Question

Tristan and Iseult play a game where they roll a pair of dice alternatingly until Tristan wins by rolling a sum 9 or Iseult wins by rolling a sum of 6.

If Tristan rolled the dice first, what is the probability that Tristan wins?

Answer 1

If Tristan rolled the dice first the probability that Tristan wins is 0.474.

Explanation:

The probability of an event E is computed using the formula:

`P(E)=(Favorable\ otucomes)/(Total\ outcomes)`

Given:

Tristan and Iseult play a game where they roll a pair of dice alternatively until Tristan wins by rolling a sum 9 or Iseult wins by rolling a sum of 6.

The sample space of rolling a pair of dice consists of a total of 36 outcomes.

The favorable outcomes for Tristan winning is:

S (Tristan) = {(3, 6), (4, 5), (5, 4) and (6, 3)} = 4 outcomes

The favorable outcomes for Iseult winning is:

S (Iseult) = {(1, 5), (2, 4), (3, 3), (4, 2) and (5, 1)} = 5 outcomes

Compute the probability that Tristan wins as follows:

`P(E)=(Favorable\ otucomes)/(Total\ outcomes)\\ P(Tristan\ wins)=(4)/(36)\\P(T)=(1)/(9) \\\approx0.1111`

Compute the probability that Iseult wins as follows:

`P(E)=(Favorable\ otucomes)/(Total\ outcomes)\\ P(Iseult\ wins)=(4)/(36)\\P(I)=(1)/(9) \\\approx0.1111`

If Tristan plays first, then the probability that Tristan wins is:

= P(T) + P(T')P(I')P(T) + P(T')P(I')P(T')P(I')P(T)+...

=P(T) + [(1-P(T))(1-P(I))P(T)]+[(1-P(T))(1-P(I))(1-P(T))(1-P(I))P(T)]+...
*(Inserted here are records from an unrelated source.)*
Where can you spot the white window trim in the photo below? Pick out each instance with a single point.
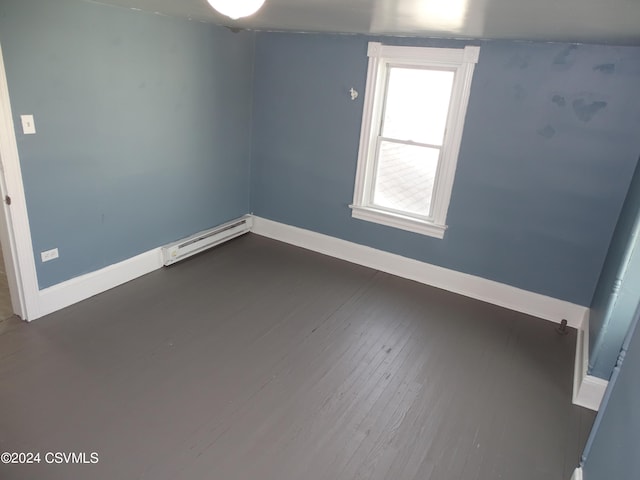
(463, 62)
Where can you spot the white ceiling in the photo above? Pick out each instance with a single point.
(592, 21)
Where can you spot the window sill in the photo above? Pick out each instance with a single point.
(402, 222)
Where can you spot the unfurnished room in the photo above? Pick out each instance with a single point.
(312, 239)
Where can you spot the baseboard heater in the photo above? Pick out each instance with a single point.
(206, 239)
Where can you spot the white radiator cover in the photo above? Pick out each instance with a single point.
(201, 241)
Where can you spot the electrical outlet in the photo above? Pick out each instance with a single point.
(49, 255)
(28, 125)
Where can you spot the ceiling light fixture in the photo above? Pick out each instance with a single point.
(235, 9)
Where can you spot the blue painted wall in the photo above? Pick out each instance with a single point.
(550, 144)
(612, 448)
(144, 128)
(618, 292)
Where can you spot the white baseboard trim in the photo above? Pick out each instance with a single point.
(577, 474)
(479, 288)
(588, 390)
(80, 288)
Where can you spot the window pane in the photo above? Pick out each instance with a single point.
(405, 176)
(417, 104)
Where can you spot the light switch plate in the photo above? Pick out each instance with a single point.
(28, 125)
(49, 255)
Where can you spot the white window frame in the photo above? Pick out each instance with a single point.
(462, 61)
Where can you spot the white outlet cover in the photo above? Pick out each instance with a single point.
(49, 254)
(28, 125)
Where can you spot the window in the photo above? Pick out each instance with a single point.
(414, 108)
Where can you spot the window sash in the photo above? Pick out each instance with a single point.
(381, 57)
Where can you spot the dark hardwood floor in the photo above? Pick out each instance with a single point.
(261, 361)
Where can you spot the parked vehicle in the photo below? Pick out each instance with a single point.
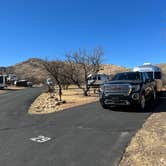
(2, 81)
(128, 89)
(154, 73)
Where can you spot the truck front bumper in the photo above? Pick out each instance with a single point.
(120, 100)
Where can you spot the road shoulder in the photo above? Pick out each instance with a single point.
(148, 146)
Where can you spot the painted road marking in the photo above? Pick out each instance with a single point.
(40, 139)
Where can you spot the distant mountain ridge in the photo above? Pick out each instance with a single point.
(32, 69)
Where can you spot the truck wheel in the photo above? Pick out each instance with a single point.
(142, 102)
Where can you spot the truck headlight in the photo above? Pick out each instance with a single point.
(135, 88)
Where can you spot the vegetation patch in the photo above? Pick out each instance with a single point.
(148, 147)
(49, 103)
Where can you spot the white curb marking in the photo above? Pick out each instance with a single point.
(40, 139)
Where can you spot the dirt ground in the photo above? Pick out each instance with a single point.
(45, 103)
(10, 88)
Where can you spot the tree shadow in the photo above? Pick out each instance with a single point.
(151, 107)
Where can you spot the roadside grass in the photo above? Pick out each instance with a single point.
(10, 88)
(73, 97)
(148, 146)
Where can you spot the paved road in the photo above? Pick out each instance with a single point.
(81, 136)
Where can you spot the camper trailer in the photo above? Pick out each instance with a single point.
(2, 81)
(154, 73)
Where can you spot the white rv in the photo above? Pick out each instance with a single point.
(154, 73)
(2, 81)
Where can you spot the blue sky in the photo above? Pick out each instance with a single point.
(131, 32)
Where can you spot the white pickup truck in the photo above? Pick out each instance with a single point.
(154, 73)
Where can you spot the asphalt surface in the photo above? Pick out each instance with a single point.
(81, 136)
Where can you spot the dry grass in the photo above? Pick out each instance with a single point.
(148, 147)
(10, 88)
(45, 104)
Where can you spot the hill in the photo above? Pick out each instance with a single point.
(33, 70)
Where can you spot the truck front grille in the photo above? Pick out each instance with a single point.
(117, 89)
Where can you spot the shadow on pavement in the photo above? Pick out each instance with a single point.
(155, 107)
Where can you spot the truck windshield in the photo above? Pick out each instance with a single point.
(127, 76)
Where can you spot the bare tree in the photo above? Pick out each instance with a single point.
(55, 69)
(80, 64)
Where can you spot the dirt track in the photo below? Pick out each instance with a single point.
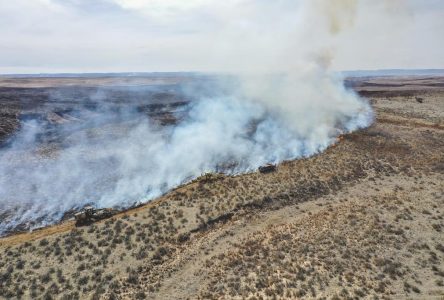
(364, 219)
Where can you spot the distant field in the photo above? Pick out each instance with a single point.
(364, 219)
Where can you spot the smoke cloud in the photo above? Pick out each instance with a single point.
(284, 103)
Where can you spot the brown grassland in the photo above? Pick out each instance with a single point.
(364, 219)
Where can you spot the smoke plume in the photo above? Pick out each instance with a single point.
(283, 103)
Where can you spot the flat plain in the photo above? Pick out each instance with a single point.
(364, 219)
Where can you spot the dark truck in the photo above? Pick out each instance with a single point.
(89, 215)
(268, 168)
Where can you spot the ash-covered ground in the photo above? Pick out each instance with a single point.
(41, 117)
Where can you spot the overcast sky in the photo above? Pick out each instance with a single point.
(38, 36)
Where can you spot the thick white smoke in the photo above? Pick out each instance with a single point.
(297, 109)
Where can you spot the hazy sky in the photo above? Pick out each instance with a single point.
(212, 35)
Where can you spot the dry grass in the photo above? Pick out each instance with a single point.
(364, 219)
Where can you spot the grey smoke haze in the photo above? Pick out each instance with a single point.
(209, 35)
(287, 104)
(144, 161)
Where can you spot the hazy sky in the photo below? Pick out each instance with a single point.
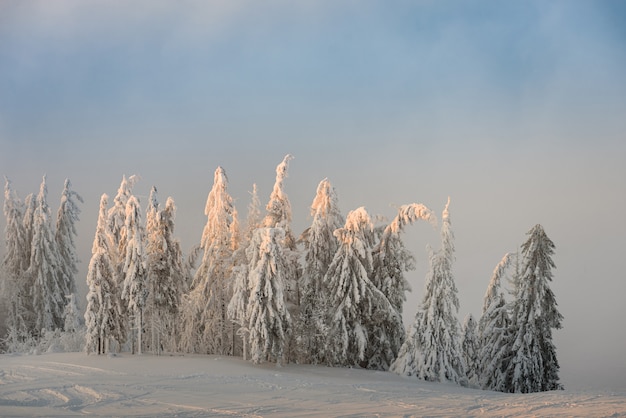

`=0.1111+(0.8889*0.8611*0.1111)+(0.8889*0.8611*0.8889*0.8611*0.1111))+...\\=0.1111[1+(0.8889*0.8611)+(0.8889*0.8611)^(2)+...]\\`This is an infinite geometric series.

The first term is, a = 0.1111 and the common ratio is, r = (0.8889×0.8611).

The sum of infinite geometric series is:

`S_(\infty)=(a)/(1-r)\\ =(0.1111)/(1-(0.8889*0.8611)\\ =0.47364\\\approx0.474`

Thus, the probability that Tristan wins if he rolled the die first is 0.474.